Going Deeper with Convolutions #paper


1. paper-info

1.1 Metadata

  • Author:: [[Christian Szegedy]], [[Wei Liu]], [[Yangqing Jia]], [[Pierre Sermanet]], [[Scott Reed]], [[Dragomir Anguelov]], [[Dumitru Erhan]], [[Vincent Vanhoucke]], [[Andrew Rabinovich]]
  • 作者机构::
  • Keywords:: #DeepLearning , #GoogLeNet
  • Journal:: -
  • Date:: [[2014-09-16]]
  • 状态:: #Doing
  • 链接: PDF

1.2 Abstract

We propose a deep convolutional neural network architecture codenamed Inception, which was responsible for setting the new state of the art for classification and detection in the ImageNet Large-Scale Visual Recognition Challenge 2014 (ILSVRC14). The main hallmark of this architecture is the improved utilization of the computing resources inside the network. This was achieved by a carefully crafted design that allows for increasing the depth and width of the network while keeping the computational budget constant. To optimize quality, the architectural decisions were based on the Hebbian principle and the intuition of multi-scale processing. One particular incarnation used in our submission for ILSVRC14 is called GoogLeNet, a 22 layers deep network, the quality of which is assessed in the context of classification and detection.

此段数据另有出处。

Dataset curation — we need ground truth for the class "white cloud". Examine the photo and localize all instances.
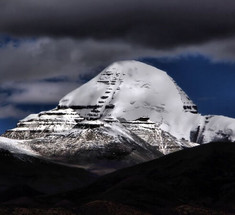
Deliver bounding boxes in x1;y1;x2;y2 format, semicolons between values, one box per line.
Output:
3;82;78;104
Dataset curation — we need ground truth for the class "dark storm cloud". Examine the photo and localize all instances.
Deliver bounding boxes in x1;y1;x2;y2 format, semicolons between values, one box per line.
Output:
0;0;235;49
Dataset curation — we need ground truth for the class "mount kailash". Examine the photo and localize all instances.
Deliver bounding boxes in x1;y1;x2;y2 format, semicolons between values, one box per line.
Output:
0;61;235;171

设计了一个更宽更深的网络,设计原则符合Hebbian principle和多尺度处理原则。在2014的ImageNet比赛上取得了第一的好成绩。(分类和探测)

https://zh.m.wikipedia.org/zh-my/赫布理论

Hebbian principle

1.3 Introduction

GoogLeNet在分类和目标检测中都取得了重大的突破;并且算法复杂度和计算机资源利用率上都取得了重要的成功。最重要的一点,该算法由于优秀的性能,能够很好的部署到端设备中,方便使用。

提出了一种新的网络结构,命名为Inception,改名字来源于Network in network 和盗梦空间的台词we need to go deeper

图 1-1 表情包

本网络结构中的deep有两种意思:
+ Inception module: 一种新的网络结构,更深层次的理解
+ 整体意义上的深层网络结构
`1x1`卷积在本结构中的作用:
+ 降维
+ 增加网络深度
+ 节约计算机资源
在目标检测中使用了`multi-box prediction` 以及更好地对边界框建议进行分类的集合方法。

1.4 Motivation

增加网络深度最容易的方法就是增加网络层数,但这容易带来过拟合和计算量过大的问题。解决问题的方法是从完全连接的架构转向稀疏连接的架构,即使在卷积内部也是如此。

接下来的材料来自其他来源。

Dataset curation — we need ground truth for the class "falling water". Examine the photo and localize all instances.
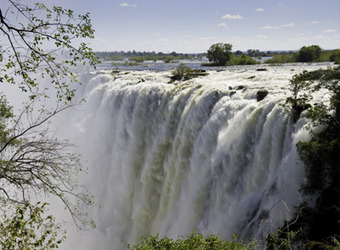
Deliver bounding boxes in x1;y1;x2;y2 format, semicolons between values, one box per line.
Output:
57;65;328;249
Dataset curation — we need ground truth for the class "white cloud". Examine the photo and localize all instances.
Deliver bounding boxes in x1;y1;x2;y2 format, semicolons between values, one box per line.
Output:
305;21;321;25
199;37;216;42
222;14;242;19
280;23;295;28
217;23;229;29
262;23;295;30
120;3;137;8
257;34;268;39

The fundamental way of solving both issues would be by ultimately moving from fully connected to sparsely connected architectures, even inside the convolutions.

但是这种稀疏结构模型对计算机来说计算并不高效。

Also, non-uniform sparse models require more sophisticated engineering and computing infrastructure.

并且卷积是由密集连接的集合来实现的。

Inception 架构最初是作为第一作者的案例研究开始的,用于评估复杂网络拓扑构建算法的假设输出,该算法试图近似稀疏结构,并通过密集的,可读的可用组件覆盖假设的结果。

The Inception architecture started out as a case study of the first author for assessing the hypothetical output of a sophisticated network topology construction algorithm that tries to approximate a sparse structure implied by [2] for vision networks and covering the hypothesized outcome by dense, readily available components.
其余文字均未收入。